長慶さんの度肝を抜くという目的のためには、どういう返しをすべきだろうか。
普通のお返しでは、会話の主導権を取り返すほどの驚きを与えられない。
と言いつつも、そもそも幕府は金も宝物も持っていない。ということになっている。
つまり返礼として渡せるものは、いつものように官位や役職しかない。
だからこそ、長慶さんは直臣に取り立てることを希望したんだろう。そこまでは長慶さんの予想の範囲内。これをどれだけ超えられるかで意趣返しの強さが変わる。
向こうを驚かせるほどのお返し。
役職をあげるのは良い。けど予想しやすいこともあって、驚きは小さいだろう。
武具や酒、貴金属。これなんかも畿内の覇者 三好家が驚くほどの物を用意出来る訳もない。
清家の里で作っている火縄銃。これは単に俺が危険になるだけで、割に合わない。
結論が出なくて困り顔で藤孝くんを見るが、この場で口を挟めるような状況ではない。ただイケメンの心配そうな顔を眺めるだけになっている。
役職と言えば、何とかしなきゃならん問題もあるんだよな。うまくここに絡めて問題解決なんて出来ないものだろうか。
さあ、どうする。そう悩みつつ藤孝くんを見つめていると、ピンと思いついた。
そうだ、偏諱を授けよう。藤孝くんたちも喜んでいたらしいし、これなら俺の権限で褒美に出来る。
だがちょっと待てよ、と考え直す。
前に教わったことだが、”義”の字は、足利の通字。だから改名する時には、”藤”を”輝”に変えた。
つまり偏諱を授けるとなれば、”輝”の字を授けることになる。
問題は、ここまでの流れを長慶さんが予想していないとは思えない。この場で俺が思い付くくらいなのだから、時間のあった長慶さんは当然に思い至っているだろう。

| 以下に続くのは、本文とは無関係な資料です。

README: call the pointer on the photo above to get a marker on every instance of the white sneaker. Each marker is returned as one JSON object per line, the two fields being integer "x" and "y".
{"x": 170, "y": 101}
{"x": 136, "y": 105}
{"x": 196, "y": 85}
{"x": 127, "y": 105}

このまま”輝”の字を授けたところで、まだまだ長慶さんの手の上なのに変わりない。
……いっちゃうか? 予想を上回るなら”輝”ではなく、”義”の字を授けてしまおうか。でも”義”の字を授けても良いのかな。改名時には”義”を変えちゃいけないのは理解しているけど、あげるのはどうなんだろう。怒られるかな。
でも将軍を怒れるのって長慶さんくらいだろう。褒美を受け取る張本人なら怒ることも無いだろうし、大丈夫だよね。……たぶん。
「直臣にするだけでは、三好殿に報いられるとは思えん。他に役職として御供衆に任じる」
「ありがたき幸せ」
長慶さんは役職任命に少し驚いた感じだったけど、狼狽するほどではなかった。多分、これも予想していたことなんだろう。とても喜んでいるようには見えない。
いつものように落ち着き払った様子で頭を下げる。
やっぱりこれだけじゃ不十分だ。
「造営費の礼として、それだけでは足らんと思わんか?」
「いえ。過分な褒美かと存じまする」
「謙遜するな。三好殿の献身はその程度ではあるまいよ。そうだな。嫡男の慶興に偏諱を授ける。義の字を授けるので義興と名乗らせるが良い」
そう告げると、長慶さんは口を開けたまま、こちらを見ている。どっきり大成功だ。ここからはこっちのターンだぜ。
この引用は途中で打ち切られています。